Learning Predictive Control with Deep Koopman Operators for Autonomous Vehicle Motion Planning

Model Predictive Control (MPC) is widely used for autonomous-vehicle (AV) motion planning, but its real-time applicability is often limited by the need for accurate models and online solution of nonlinear, nonconvex optimization problems in dynamic road environments. Actor-critic reinforcement learning offers a promising alternative for online policy generation, yet its policy-learning process often lacks explicit control-theoretic structure. This article proposes a learning predictive control (LPC) framework with deep Koopman operators for efficient real-time motion planning under nonconvex constraints. To address nonlinear and uncertain vehicle dynamics, a deep-Koopman-based predictor is used to lift the system into an interpretable linear observable space in a data-driven manner. Unlike traditional MPC, which computes open-loop control sequences, the proposed LPC framework yields a closed-loop state-feedback policy within each prediction interval through receding-horizon actor-critic learning. To ensure safety under nonconvex environmental constraints, LPC constructs convex local surrogate representations of obstacles and defines corresponding potential-field functions. These functions and their gradients are directly embedded into the actor-critic structure, enabling efficient, safety-aware policy learning. Extensive simulations and real-world experiments on the HongQi-EHS3 platform demonstrate favorable performance in diverse obstacle-avoidance scenarios in terms of safety, computational efficiency, and driving comfort, compared with benchmark methods such as CBF-MPC and LMPCC.

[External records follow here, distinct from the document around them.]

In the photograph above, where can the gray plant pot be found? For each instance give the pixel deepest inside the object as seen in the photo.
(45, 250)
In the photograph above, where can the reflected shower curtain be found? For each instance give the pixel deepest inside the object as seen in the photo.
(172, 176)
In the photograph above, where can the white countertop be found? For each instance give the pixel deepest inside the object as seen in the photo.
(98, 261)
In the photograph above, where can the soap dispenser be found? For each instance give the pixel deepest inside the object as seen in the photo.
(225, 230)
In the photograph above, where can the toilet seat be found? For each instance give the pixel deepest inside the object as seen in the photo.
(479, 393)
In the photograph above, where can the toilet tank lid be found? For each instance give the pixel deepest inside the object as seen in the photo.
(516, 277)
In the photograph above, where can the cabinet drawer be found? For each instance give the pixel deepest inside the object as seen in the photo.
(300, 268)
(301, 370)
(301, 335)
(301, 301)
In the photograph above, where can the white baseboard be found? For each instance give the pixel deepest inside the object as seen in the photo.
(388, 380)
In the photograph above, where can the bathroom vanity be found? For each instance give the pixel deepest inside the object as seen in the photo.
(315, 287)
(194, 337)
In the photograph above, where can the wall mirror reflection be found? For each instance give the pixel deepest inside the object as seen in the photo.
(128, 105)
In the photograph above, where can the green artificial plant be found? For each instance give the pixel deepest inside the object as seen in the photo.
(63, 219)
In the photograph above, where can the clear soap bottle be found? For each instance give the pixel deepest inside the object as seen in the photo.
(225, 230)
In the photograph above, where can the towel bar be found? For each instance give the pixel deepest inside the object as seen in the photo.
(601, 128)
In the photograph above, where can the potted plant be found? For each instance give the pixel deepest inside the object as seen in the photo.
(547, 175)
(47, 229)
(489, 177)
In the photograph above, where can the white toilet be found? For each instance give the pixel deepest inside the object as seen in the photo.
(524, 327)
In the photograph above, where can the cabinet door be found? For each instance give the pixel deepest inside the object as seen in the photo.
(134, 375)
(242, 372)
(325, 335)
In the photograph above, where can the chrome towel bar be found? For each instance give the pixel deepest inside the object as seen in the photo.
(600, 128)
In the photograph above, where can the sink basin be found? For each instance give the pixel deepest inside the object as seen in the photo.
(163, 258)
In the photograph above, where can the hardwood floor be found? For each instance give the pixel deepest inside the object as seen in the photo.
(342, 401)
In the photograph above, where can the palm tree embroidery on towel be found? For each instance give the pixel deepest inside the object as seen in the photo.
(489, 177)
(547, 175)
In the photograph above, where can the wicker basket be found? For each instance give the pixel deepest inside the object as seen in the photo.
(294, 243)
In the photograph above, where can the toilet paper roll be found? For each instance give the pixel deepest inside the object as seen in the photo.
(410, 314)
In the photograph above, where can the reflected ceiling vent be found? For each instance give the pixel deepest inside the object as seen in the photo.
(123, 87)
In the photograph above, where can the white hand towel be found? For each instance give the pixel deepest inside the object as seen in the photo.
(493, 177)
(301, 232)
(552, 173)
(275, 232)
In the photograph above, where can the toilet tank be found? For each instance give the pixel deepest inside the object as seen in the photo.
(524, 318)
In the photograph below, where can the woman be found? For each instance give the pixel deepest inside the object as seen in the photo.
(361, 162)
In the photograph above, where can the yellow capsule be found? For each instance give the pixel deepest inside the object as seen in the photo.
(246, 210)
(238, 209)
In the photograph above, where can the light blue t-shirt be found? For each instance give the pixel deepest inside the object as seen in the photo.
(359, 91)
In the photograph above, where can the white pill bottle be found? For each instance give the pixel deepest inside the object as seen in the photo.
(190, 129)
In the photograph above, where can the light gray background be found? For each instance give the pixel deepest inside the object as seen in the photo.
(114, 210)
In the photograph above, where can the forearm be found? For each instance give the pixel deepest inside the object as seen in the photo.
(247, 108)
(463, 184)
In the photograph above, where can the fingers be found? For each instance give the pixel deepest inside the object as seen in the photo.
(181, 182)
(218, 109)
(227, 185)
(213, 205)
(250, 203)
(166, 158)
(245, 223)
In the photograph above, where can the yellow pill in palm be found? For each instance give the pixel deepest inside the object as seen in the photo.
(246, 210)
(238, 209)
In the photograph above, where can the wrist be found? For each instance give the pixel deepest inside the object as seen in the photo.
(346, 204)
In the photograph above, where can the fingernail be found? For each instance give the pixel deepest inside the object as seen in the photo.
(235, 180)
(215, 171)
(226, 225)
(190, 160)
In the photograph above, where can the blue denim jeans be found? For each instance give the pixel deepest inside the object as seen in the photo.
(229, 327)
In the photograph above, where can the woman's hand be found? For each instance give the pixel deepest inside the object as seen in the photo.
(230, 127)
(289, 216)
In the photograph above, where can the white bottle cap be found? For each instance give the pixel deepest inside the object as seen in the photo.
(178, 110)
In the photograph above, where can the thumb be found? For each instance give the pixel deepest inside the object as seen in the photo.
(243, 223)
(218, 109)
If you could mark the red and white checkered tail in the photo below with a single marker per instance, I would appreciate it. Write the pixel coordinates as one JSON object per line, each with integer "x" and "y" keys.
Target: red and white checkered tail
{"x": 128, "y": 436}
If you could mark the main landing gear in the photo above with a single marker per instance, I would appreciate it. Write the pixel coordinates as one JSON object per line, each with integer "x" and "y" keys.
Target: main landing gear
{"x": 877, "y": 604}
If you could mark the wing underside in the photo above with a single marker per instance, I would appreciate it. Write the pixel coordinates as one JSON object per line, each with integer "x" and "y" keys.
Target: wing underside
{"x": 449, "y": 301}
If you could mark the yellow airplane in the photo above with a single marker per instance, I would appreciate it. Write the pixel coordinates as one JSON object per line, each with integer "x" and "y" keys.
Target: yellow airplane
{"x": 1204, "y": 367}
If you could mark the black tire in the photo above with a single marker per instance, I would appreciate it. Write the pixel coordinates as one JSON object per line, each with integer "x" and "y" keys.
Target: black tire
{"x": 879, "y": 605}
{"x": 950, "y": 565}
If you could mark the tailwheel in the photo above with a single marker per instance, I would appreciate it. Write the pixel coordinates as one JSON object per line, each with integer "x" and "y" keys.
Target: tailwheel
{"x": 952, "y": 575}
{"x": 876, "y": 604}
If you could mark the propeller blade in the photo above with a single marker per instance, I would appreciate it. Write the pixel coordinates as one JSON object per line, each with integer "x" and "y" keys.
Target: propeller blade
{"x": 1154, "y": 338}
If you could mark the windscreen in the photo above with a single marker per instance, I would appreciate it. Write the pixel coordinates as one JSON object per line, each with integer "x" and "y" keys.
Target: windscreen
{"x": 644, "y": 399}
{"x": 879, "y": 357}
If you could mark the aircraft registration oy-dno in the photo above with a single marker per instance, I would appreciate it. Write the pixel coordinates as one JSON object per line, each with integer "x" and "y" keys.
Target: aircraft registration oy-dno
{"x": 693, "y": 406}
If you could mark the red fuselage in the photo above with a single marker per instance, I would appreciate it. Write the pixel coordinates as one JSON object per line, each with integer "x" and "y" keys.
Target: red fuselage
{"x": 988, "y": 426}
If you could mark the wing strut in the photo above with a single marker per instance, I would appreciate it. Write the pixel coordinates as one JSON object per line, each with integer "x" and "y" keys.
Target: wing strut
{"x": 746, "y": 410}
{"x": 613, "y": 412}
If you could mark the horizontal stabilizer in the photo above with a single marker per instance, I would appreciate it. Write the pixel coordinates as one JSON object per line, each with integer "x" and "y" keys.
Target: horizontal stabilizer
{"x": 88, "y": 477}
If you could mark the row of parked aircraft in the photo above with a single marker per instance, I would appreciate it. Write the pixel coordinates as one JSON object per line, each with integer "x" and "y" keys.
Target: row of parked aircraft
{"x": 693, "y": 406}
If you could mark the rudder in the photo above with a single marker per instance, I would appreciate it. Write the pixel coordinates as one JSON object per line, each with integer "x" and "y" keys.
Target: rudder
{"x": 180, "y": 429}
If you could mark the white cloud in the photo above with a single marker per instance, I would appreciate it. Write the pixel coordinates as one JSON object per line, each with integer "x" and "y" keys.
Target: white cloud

翻译：模型预测控制（MPC）被广泛应用于自动驾驶车辆（AV）的运动规划，但其在实际场景中的实时应用常受限于对精确模型的需求以及在动态道路环境中非线性、非凸优化问题的在线求解。演员-评论家强化学习为在线策略生成提供了一种有前景的替代方案，但其策略学习过程往往缺乏明确的控制理论结构。本文提出了一种结合深度库普曼算子的学习预测控制（LPC）框架，用于在非凸约束下实现高效的实时运动规划。为处理非线性和不确定的车辆动力学，本文采用基于深度库普曼的预测器，以数据驱动的方式将系统提升至可解释的线性可观测空间。与传统MPC计算开环控制序列不同，所提出的LPC框架通过滚动时域演员-评论家学习，在每个预测区间内生成闭环状态反馈策略。为确保非凸环境约束下的安全性，LPC构建了障碍物的凸局部替代表征，并定义了相应的势场函数。这些函数及其梯度被直接嵌入演员-评论家结构中，从而实现高效且具有安全意识的策略学习。在红旗EHS3平台上进行的广泛仿真和实车实验表明，与CBF-MPC和LMPCC等基准方法相比，所提方法在多种避障场景下的安全性、计算效率和驾驶舒适性方面均表现出优越性能。